I’m pretty pleased with this jelly; it is tasty and unusual on toast or yoghurt in the morning, as well as being good with meat. This year, Christmas dinner was a gammon, which was prepared in the same way as this baked ham. I added a tablespoonful of this jelly to the gravy, which made it rich and unusual, bringing a slight taste of the Middle East to a Western meal.

Recipe: Quince and Tarragon Jelly

Ingredients

3 jam jars

750 g Japanese quince

Water to cover

3 large stalks of tarragon, plus another 3 sprigs for chopping

Caster Sugar (400 g per 600 ml juice)

Wax discs

Method

Sterilise your jam jars and lids, by running them through a cycle in the dishwasher, cleaning them in hot soapy water and placing them in a low oven, or by steaming them in a pressure cooker.

Quarter the quince, and remove the seeds. Take about half of the seeds and wrap them in muslin for cooking with. Place the fruit and seeds in a large pan, and cover with water. Bring the fruit to a boil, then simmer them until the fruit is tender, and the perfume fills your kitchen. This will be between 40 minutes to an hour and a half, depending on how well bletted they were when you started.

Drain off the water through a piece of muslin, but keep the cooking liquid, as this will form your jelly. Set aside the fruit pulp, because this will be the basis of your jam. Measure out the liquid, as this will determine how much sugar you will need. For making jelly, you take 400 g sugar for every 600 ml juice. My fruits yielded 1.3 l, so I used 860 g sugar.

In a large, clean pan, add the liquid, sugar, tarragon stalks and the rinsed off muslin with the seeds in it. Heat gently, stirring while the sugar dissolves. Once the sugar has dissolved completely, bring the jelly up to a rolling boil. Don’t stir it after this. It needs to reach 104.5°C to set. You can measure this with a jam thermometer, or you can do the fridge test. I often do both.

Meanwhile, chop the rest of the tarragon finely, and set aside for later. Once the jam has reached setting point, take it off the heat; remove the muslin with the seeds, and the tarragon stalks. Don’t throw the seeds away, they are useful for more jam making later. Add the chopped tarragon, and leave the jam to cool for 10-15 minutes, so that the tarragon will be more evenly distributed through the jam in the jar.
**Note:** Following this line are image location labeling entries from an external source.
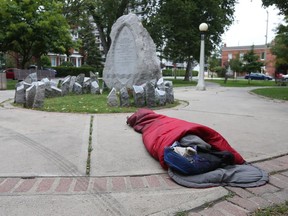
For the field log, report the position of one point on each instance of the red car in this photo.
(10, 73)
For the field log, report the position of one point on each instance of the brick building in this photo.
(263, 51)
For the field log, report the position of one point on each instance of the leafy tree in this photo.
(282, 5)
(280, 45)
(251, 62)
(33, 28)
(236, 64)
(175, 27)
(45, 61)
(90, 49)
(214, 61)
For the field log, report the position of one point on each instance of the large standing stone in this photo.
(71, 85)
(86, 87)
(150, 94)
(66, 85)
(31, 78)
(113, 98)
(77, 88)
(30, 96)
(20, 97)
(93, 76)
(160, 97)
(95, 89)
(124, 97)
(139, 96)
(80, 79)
(169, 91)
(132, 58)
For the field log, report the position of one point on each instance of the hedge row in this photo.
(178, 72)
(75, 71)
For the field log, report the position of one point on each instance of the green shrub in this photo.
(75, 71)
(179, 72)
(220, 71)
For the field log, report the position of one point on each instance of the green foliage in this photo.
(74, 71)
(45, 61)
(169, 72)
(251, 62)
(276, 210)
(33, 28)
(221, 71)
(243, 83)
(88, 103)
(175, 26)
(214, 61)
(67, 64)
(280, 4)
(280, 45)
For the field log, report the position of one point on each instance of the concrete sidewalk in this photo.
(43, 155)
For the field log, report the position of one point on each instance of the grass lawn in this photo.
(243, 83)
(88, 103)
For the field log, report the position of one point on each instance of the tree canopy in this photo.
(175, 27)
(282, 5)
(33, 28)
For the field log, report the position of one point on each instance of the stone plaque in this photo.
(132, 58)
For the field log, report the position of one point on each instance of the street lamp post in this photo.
(201, 84)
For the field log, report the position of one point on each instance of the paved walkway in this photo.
(43, 159)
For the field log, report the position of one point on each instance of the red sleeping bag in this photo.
(160, 131)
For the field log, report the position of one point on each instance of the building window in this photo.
(241, 55)
(262, 55)
(230, 56)
(53, 61)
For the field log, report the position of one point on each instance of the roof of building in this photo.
(225, 48)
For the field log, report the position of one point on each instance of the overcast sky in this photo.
(250, 23)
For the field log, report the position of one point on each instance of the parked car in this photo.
(10, 73)
(258, 76)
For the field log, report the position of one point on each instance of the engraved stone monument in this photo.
(132, 58)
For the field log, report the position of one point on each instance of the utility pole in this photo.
(267, 21)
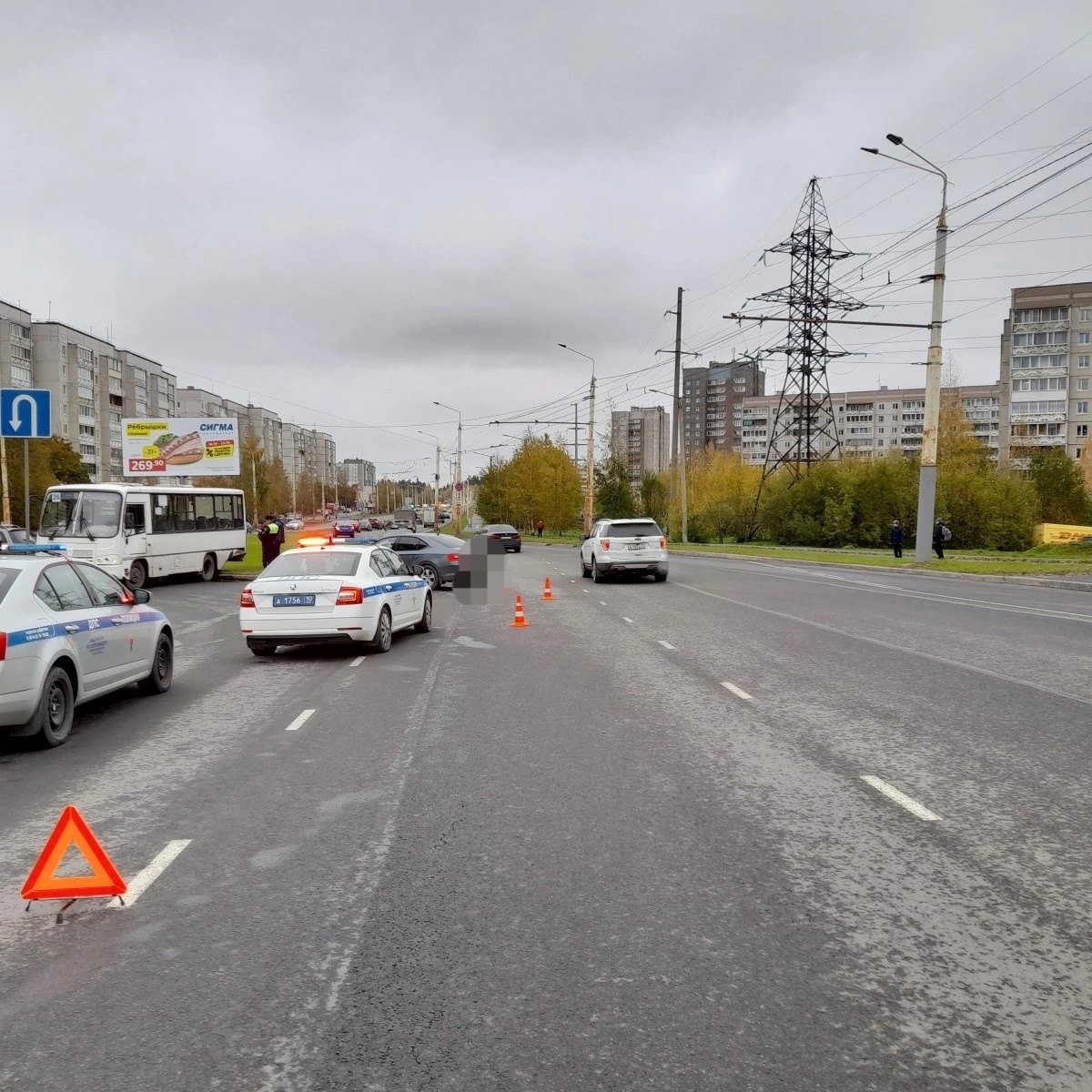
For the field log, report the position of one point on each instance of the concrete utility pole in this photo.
(931, 429)
(590, 468)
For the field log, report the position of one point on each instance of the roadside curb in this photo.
(1076, 585)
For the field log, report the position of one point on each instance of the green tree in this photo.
(1059, 487)
(614, 498)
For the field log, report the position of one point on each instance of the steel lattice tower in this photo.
(804, 430)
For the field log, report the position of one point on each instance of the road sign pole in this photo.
(26, 484)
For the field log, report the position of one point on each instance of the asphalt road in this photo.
(631, 847)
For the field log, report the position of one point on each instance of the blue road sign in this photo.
(25, 414)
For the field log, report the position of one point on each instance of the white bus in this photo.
(136, 531)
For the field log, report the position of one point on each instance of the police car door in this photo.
(409, 590)
(85, 625)
(135, 639)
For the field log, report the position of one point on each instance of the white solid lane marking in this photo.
(300, 721)
(901, 798)
(146, 877)
(737, 692)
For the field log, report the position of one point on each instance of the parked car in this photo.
(505, 533)
(617, 546)
(436, 555)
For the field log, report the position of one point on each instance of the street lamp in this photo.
(590, 460)
(436, 485)
(931, 429)
(459, 464)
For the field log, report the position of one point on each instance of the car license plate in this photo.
(294, 601)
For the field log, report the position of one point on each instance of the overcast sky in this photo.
(344, 211)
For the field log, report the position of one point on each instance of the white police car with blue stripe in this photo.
(333, 592)
(69, 632)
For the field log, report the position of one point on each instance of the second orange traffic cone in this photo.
(519, 622)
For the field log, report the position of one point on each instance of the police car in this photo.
(69, 632)
(333, 592)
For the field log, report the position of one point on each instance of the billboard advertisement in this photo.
(179, 446)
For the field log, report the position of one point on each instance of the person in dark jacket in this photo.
(896, 538)
(940, 535)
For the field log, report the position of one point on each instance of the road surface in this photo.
(763, 827)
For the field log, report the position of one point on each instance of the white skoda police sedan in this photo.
(69, 632)
(333, 592)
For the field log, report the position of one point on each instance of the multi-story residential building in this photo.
(359, 475)
(15, 347)
(713, 403)
(642, 438)
(874, 423)
(1046, 370)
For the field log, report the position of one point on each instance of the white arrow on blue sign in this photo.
(25, 414)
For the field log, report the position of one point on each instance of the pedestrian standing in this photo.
(896, 538)
(942, 534)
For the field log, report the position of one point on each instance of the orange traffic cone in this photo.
(519, 622)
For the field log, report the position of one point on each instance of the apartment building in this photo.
(713, 403)
(1046, 370)
(15, 345)
(873, 423)
(642, 438)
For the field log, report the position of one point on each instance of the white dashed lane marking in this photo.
(300, 721)
(147, 876)
(901, 798)
(740, 693)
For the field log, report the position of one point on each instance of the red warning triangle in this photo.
(72, 829)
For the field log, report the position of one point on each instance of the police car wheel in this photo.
(163, 667)
(425, 626)
(385, 632)
(53, 719)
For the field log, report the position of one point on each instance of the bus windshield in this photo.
(75, 513)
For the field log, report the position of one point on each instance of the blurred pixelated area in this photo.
(480, 578)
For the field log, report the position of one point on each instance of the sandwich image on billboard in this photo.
(179, 446)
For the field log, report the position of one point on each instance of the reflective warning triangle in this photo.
(72, 829)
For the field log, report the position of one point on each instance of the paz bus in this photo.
(137, 531)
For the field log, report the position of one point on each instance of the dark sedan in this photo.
(437, 555)
(508, 536)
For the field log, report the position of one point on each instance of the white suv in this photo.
(633, 545)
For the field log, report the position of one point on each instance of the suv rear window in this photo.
(634, 530)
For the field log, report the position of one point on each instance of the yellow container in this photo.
(1047, 534)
Meanwhile sterilise any jugs, ladles and jam funnels that you will need to transfer the jelly into the jam jars, by covering them with boiling water. You’ll need to dry them off before use.

Pour the jelly into the sterilised jars, making sure that the jam is within a couple of mm from the top of the jar. Put the wax discs on the top, wax side down. Put the lids on and tighten them well while the jam is still hot.